St George's was built in 1912 at a time when the town was popular with British visitors who came to take the waters at the spa. The idea to install bells came from Jeff Ladd who, with his wife Catherine, bought a second home in Vernet-les-Bains 20 years ago.
Both started bell-ringing when they were teenagers and felt there was an opportunity to introduce bells into the empty tower of the church. Sadly, Catherine died In August 2014, just a short time before necessary renovations to the church were complete and installing bells became a realistic possibility.

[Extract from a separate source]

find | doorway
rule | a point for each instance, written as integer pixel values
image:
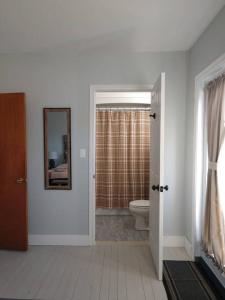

With a tower almost exactly the same size as St George's, Ypres, Jeff felt that a ring of eight would be too similar to one of the two other rings on mainland Europe. He wanted the bells to be hung on one level so twelve was out of the question unless serious compromises were to be made. Ten bells, with a tenor a little lighter than Ypres seemed to be the way forward. The Mairie, which owns the building, was happy to agree to the new project, and gave substantial support throughout its inception and realisation.
It took around four years to plan and finance the project and eight months from placing our order for the bells to be cast and installed. Inspired by Andrew Mills and Mike Semken, all the work was entrusted to John Taylor & Co of Loughborough. Advice at the outset from Matthew Higby and the involvement of Dave Kelly of the Keltek Trust was also invaluable, and gave the project the early impetus that it needed. In the end, we decided not to use the two redundant bells from Pheasey and Gorran that Keltek had offered us but to go for a compelte new ring. Six bells were cast in memory of Catherine, paid for with donations from family and friends. Two are in memory of other ringers: Harry Winter of Oxford and Ripon and Roger Green of Ilkley. A further bell was given by David Barrington, also an Oxford ringer, in memory of his parents, Lancelot and Elizabeth. The final bell is dedicated to St Dunstan, the patron saint of ringers.
The bells were first rung on Palm Sunday 2019. Four days later, on Maundy Thursday, we rang the first quarter peal, in response to the appeal from the Archbishop of Canterbury for churches across England to ring their bells following the fire at Notre-Dame Cathedral.
We have made good progress in training enough ringers to ring for practices and services each week, helped considerably by the few ringers who already live or have holiday homes in the Department. We're particularly pleased that three of our ringers are French and see our bells as a great opportunity for local people to share in a fascinating English tradition.